While Jessica didn’t indulge me, she did think I should give him some air. Tansy hadn’t thought much of the situation-comedy idea anyhow, didn’t think the public would buy Carter and Sharp as family men. Neddy—now working for Milton Berle, another famous pain-in-the-neck—said I was better off.
As for Rocky himself: he wrote a few letters, and then a few telegrams. Maybe he apologized, and maybe he told me to go to hell. I don’t know. I never read them. I was working on forgetting him.

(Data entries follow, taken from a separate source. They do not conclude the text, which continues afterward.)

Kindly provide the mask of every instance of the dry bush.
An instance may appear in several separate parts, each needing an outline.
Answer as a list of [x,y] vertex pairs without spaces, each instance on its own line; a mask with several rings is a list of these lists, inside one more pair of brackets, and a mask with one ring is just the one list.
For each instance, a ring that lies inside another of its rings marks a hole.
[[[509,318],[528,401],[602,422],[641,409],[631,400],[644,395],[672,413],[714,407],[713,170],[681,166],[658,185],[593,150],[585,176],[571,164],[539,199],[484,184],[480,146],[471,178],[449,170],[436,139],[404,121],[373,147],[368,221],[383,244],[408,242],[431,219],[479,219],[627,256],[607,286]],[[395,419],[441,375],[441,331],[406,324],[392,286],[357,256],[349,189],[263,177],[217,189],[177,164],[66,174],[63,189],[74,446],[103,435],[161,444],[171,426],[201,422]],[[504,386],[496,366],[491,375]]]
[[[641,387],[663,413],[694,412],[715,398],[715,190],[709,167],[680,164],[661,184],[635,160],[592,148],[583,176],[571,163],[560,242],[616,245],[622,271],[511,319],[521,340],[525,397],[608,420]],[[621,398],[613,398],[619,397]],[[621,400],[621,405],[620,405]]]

Of course, it wasn’t that easy.
I wondered whether Rocky went through this when he divorced a wife. Do you take the pictures down, or would that mean you cared too much? Do you call and explain exactly what you meant, when you said it was over? How do you stop thinking of someone, when you’re accustomed to thinking of that someone all the time?
“He won’t actually do anything,” Jess told me. “He won’t make a report. He told me so, when I showed him out.”
I was in my office, trying to decide what came next. In every drawer in every piece of furniture—selected by Lillian a few years before—was nothing but documents pertaining to the careers of Carter and Sharp: contracts, scripts, comic books.
“He would have told you anything,” I said.
“My point.” She sat cross-legged on the leather sofa. “He’d say anything. He wouldn’t do anything.”